Budżet traci, bo nie wygrywają najlepsze oferty
"Rzeczpospolita" zwraca uwagę na straty
budżetu państwa wynikające z tego, iż przetargów ogłaszanych przez
administrację i wojsko nie wygrywają najtańsze i najlepsze oferty.
Gazeta na przykładzie trzech przetargów wyliczyła, że straty
wyniosły około miliona złotych.
09.08.2003 | aktual.: 09.08.2003 08:01
Armia przepłaciła wiosną tego roku pół miliona zł tylko w jednym przetargu na dostawę oleju lotniczego, nie dopuszczając do zamówienia konkurencyjnego produktu. Z kolei Ministerstwo Zdrowia, wybierając droższe defibrylatory, zapłaciło co najmniej o 240 tys. zł więcej, niż powinno.

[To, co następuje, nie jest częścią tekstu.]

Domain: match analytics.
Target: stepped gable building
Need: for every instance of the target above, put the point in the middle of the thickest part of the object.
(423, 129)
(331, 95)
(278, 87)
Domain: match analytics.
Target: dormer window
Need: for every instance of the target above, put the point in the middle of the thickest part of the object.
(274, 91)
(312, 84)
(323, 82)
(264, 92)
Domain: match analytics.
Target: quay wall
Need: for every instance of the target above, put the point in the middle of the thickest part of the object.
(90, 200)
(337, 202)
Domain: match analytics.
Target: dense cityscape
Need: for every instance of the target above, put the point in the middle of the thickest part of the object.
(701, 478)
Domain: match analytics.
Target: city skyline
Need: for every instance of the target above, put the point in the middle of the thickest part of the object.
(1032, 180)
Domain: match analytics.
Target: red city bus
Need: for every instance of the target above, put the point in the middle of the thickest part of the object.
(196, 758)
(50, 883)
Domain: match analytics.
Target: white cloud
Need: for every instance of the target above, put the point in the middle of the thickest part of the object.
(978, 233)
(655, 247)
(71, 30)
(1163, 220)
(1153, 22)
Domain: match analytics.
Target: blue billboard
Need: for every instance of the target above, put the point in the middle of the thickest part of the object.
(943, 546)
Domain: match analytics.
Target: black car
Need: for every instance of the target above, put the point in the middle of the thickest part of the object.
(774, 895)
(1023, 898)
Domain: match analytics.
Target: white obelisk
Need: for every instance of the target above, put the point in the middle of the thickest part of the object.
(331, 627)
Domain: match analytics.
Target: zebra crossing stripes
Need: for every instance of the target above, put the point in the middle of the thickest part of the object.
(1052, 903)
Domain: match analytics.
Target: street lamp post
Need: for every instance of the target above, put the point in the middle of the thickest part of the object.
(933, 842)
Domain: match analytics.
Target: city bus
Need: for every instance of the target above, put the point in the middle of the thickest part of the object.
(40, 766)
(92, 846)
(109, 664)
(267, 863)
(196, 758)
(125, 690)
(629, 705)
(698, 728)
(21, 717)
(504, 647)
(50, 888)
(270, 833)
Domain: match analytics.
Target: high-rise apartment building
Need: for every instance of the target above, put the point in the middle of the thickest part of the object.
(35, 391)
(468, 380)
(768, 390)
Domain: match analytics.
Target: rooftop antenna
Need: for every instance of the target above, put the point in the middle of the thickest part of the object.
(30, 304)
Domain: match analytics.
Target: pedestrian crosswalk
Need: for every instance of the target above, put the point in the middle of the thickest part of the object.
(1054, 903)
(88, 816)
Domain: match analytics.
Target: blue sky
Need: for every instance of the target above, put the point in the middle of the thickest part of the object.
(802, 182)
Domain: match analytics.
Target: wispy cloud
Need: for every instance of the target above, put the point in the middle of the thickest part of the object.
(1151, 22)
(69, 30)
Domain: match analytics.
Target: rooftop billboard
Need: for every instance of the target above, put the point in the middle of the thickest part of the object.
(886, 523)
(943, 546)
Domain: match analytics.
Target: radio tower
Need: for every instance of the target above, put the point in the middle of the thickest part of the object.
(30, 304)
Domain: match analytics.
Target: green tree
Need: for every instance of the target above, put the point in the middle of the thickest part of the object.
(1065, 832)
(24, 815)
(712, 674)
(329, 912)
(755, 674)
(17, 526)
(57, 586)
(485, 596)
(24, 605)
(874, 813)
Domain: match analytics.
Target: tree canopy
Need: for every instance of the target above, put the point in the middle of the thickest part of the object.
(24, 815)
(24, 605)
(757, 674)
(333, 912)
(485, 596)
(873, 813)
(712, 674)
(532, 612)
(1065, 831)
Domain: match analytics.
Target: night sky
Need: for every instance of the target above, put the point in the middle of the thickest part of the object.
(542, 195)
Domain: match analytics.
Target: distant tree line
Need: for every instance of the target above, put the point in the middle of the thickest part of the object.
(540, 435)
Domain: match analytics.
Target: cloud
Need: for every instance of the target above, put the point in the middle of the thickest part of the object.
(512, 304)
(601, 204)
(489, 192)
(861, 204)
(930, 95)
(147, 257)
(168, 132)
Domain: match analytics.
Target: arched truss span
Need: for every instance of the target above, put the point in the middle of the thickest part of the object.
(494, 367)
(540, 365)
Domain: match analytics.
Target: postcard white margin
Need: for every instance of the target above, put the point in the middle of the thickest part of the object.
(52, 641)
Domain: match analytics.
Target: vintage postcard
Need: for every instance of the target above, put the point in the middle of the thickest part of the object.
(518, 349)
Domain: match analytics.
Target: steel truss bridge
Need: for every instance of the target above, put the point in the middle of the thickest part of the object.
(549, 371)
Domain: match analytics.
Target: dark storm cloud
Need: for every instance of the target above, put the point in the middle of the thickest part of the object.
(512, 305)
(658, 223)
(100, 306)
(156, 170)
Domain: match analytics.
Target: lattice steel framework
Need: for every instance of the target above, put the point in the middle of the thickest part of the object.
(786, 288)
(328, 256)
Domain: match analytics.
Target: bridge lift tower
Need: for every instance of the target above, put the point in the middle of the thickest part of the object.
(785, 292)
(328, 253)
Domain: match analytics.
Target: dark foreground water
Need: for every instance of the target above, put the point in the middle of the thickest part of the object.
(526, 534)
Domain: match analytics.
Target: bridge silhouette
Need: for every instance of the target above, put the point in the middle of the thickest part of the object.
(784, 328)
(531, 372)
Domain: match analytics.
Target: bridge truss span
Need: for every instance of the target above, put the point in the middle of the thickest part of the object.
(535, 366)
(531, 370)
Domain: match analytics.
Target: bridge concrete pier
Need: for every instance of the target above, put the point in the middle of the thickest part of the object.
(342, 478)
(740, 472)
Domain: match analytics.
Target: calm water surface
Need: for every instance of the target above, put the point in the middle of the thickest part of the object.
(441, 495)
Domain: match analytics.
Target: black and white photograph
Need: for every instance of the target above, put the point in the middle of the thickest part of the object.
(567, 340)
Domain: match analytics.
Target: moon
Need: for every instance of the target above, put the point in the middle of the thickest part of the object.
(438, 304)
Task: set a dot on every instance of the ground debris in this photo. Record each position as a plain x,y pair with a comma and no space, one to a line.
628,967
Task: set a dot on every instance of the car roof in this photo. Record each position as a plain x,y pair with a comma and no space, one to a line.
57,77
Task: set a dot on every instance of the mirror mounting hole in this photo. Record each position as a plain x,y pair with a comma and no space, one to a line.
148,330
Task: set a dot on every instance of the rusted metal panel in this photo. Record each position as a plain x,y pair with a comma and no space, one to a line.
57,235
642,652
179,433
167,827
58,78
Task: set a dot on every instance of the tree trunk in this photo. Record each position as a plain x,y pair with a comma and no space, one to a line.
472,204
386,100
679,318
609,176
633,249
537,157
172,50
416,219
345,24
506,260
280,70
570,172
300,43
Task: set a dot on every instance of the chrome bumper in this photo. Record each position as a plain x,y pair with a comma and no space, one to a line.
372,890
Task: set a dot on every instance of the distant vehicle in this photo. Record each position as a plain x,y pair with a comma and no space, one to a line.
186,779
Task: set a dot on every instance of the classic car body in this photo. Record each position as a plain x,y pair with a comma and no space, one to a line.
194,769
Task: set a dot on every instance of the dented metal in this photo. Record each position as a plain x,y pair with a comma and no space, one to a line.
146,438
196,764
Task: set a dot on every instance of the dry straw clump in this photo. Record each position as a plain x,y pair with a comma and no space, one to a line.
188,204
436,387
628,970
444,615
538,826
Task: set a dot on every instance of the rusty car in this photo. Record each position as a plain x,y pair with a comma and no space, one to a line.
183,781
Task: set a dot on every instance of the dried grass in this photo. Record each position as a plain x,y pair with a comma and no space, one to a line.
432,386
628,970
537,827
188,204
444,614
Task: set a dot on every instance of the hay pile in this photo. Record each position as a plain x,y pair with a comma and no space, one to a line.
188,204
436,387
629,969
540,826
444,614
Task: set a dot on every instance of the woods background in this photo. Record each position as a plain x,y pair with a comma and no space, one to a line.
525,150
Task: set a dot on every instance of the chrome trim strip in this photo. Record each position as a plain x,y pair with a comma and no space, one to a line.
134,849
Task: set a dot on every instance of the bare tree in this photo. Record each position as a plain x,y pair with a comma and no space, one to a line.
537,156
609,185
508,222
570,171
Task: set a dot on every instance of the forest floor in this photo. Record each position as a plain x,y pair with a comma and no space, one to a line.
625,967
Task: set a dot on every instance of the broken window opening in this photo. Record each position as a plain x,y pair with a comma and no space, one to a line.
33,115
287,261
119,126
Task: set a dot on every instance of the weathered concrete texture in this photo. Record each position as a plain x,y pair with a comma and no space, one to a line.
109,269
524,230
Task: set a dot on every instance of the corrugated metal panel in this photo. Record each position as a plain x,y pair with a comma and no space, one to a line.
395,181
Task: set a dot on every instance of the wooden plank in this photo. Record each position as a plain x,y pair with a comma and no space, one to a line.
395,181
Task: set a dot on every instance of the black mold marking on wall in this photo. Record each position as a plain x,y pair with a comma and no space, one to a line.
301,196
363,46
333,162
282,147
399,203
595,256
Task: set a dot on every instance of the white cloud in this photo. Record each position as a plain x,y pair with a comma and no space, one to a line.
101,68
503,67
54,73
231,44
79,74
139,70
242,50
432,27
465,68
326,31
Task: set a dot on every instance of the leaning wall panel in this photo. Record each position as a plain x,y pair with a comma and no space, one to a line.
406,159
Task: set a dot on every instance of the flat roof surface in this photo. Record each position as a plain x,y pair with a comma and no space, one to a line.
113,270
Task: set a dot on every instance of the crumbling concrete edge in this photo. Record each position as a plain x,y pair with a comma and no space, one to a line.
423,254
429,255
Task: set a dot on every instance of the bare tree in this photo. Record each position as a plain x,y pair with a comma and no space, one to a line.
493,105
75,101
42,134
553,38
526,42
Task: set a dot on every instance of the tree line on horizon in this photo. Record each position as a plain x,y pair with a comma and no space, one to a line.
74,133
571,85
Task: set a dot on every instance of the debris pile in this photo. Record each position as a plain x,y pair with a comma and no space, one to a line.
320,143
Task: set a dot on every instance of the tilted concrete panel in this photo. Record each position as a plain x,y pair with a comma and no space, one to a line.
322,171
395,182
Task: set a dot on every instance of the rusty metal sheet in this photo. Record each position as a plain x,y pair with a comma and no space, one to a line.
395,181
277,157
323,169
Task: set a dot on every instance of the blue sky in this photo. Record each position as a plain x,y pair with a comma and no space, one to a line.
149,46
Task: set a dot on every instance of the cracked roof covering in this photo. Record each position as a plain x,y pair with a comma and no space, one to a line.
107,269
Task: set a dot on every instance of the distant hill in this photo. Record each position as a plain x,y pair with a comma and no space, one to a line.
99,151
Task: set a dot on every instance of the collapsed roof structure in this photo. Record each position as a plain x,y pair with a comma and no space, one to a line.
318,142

Skarb Państwa wybrał droższe o 84 tys. zł samochody, bo komisja przetargowa nie sprawdziła wiarygodności informacji przedstawionych przez oferenta - wylicza "Rz".
Zdaniem autorki redakcyjnego komentarza, Anny Słojewskiej, są dwa sposoby, aby państwo za dostarczane mu usługi i towary płaciło jak najmniej. Pierwszy to udoskonalać procedury przetargowe, aby były jak najbardziej przejrzyste i dawały urzędnikom jak najmniej możliwości swobodnej interpretacji przepisów - pisze Słojewska.
Drugi sposób polega na tym, aby zmniejszć popyt państwa. Niech podzieli się ze sferą prywatną częścią swoich zadań. Ministerstwa będą wtedy mniej zamawiać, a podatnicy - mniej tracić - uważa publicystka "Rz".